The interface is simple and the terminology is made more comprehensible to the novice computer musician ('Align to...' is used in place of 'quantise', for example). Certainly, the loops are there if you really want them (and I must admit that I've borrowed the odd drum loop or two as a way of quickly mapping out a song), but they're no longer Garage Band's main reason for existence. The program also feels a lot less bloated than the first release. The supplied Apple Loops still take up a lot of disk space, and the Garage Band application is huge, but the whole thing seems to zip along much more smoothly — I notice things like this on my soon-to-be-retired 450MHz G4!
There isn't really a lot more to say. In describing the available facilities, I've introduced practically everything the iControl does. Of course, as I've already explained, there are things you can't do with iControl, although sometimes this is because Garage Band itself doesn't offer the facility (iControl button presses and controller moves, for example, can't be recorded by Garage Band for automated playback, because the software doesn't support this option yet). But there are plenty of Garage Band features you can't access. There's no way to enable or disable the metronome, access track-edit windows, or change tempo, and there are no file-management options. But these features, and any further metering or display options, would have added more components and increased the controller's cost. And if M Audio had gone this far, you'd still have needed to use an ASCII keyboard and mouse for track editing and file naming, say. In general, the balance is largely right.

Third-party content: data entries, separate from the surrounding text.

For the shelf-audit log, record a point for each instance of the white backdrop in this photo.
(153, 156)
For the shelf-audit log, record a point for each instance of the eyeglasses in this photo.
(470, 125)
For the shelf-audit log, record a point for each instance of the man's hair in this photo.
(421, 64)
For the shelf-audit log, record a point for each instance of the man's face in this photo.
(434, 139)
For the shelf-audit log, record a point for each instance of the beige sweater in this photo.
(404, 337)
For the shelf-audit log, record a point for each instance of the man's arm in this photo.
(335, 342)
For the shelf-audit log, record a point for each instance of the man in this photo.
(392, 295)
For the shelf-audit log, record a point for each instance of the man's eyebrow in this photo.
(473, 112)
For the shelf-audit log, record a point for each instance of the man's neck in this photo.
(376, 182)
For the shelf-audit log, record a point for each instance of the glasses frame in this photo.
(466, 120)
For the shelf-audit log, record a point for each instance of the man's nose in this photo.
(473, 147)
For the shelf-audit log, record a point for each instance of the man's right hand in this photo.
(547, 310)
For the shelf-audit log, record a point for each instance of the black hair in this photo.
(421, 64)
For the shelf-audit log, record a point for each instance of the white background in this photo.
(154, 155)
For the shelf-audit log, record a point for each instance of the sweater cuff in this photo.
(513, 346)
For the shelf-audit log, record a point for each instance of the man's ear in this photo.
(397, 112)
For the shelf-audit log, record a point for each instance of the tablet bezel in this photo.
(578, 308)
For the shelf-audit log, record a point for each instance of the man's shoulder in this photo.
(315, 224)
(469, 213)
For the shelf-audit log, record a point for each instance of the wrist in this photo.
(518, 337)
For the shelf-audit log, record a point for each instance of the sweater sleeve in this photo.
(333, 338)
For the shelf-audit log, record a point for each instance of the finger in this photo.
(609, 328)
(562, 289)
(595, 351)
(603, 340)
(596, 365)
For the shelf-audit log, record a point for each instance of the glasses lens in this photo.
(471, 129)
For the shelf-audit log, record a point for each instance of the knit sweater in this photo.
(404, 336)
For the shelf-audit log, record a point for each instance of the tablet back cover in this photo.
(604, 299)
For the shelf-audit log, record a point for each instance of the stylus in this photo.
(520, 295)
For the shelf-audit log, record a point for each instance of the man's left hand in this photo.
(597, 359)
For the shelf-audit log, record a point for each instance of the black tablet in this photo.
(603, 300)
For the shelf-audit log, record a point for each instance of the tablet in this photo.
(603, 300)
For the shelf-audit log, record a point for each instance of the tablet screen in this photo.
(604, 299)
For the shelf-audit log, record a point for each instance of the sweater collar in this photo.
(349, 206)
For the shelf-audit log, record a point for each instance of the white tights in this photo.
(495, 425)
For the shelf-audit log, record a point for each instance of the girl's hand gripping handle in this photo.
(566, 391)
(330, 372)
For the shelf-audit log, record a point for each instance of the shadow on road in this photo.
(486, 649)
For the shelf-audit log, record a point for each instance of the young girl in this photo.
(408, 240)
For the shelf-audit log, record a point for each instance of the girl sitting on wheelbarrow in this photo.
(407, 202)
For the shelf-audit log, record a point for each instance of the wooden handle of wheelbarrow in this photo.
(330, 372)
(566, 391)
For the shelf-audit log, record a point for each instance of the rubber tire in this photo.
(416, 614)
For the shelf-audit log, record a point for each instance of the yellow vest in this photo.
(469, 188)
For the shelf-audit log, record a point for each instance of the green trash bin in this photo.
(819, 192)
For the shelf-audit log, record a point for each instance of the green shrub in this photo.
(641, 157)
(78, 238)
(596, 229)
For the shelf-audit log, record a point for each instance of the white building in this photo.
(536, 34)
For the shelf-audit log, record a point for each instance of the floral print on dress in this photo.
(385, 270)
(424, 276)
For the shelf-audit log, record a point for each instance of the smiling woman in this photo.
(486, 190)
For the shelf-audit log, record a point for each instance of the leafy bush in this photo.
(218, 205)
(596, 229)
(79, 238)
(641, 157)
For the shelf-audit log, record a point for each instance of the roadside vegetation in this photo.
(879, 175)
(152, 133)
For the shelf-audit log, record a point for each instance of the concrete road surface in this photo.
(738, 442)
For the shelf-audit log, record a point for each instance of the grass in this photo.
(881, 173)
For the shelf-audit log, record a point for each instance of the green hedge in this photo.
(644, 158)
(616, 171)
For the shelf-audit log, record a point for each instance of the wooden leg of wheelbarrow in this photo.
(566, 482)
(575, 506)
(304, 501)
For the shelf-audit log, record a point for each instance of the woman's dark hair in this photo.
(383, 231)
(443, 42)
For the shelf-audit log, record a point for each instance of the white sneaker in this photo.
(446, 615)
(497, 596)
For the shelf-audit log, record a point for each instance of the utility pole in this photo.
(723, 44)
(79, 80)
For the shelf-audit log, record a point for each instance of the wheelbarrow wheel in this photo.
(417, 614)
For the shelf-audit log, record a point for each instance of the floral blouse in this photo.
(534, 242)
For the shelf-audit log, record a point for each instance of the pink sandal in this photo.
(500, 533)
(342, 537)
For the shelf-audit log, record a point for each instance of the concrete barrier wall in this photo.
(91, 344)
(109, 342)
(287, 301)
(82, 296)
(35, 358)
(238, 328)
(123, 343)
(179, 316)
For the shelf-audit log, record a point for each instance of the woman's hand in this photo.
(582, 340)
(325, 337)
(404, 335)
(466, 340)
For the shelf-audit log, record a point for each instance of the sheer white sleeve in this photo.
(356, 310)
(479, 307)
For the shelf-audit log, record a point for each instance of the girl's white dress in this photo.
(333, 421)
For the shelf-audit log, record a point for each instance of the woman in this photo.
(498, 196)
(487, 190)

If there's a problem, it's the same one I mentioned at the start of this article — if you design a dedicated controller for a certain piece of software, you immediately put off all the people who don't use that software. And any major changes to the software can potentially leave the hardware behind. There was considerable excitement a couple of years ago at the idea of a dedicated controller for Propellerhead's Reason, proposed by Novation. However, in the end, what Novation brought to market was the Remote 25 — a generic, non-specific controller.
Furthermore, although Garage Band may be installed on all current and many other Macs, not every user will be playing with it — do you use everything Apple puts on your hard drive? And PC users will never, as far as I know, get the chance of using Garage Band, which permanently locks out a large number of potential users.
Despite these concerns, if you do meet the criteria for using iControl, it's a great product. I enjoyed working with it tremendously and found that it elegantly opened up those aspects of Garage Band that it can reach. And working with this controller also caused me to reassess Garage Band in a favourable light. Now, I couldn't imagine working full-time with Garage Band without an iControl in tow.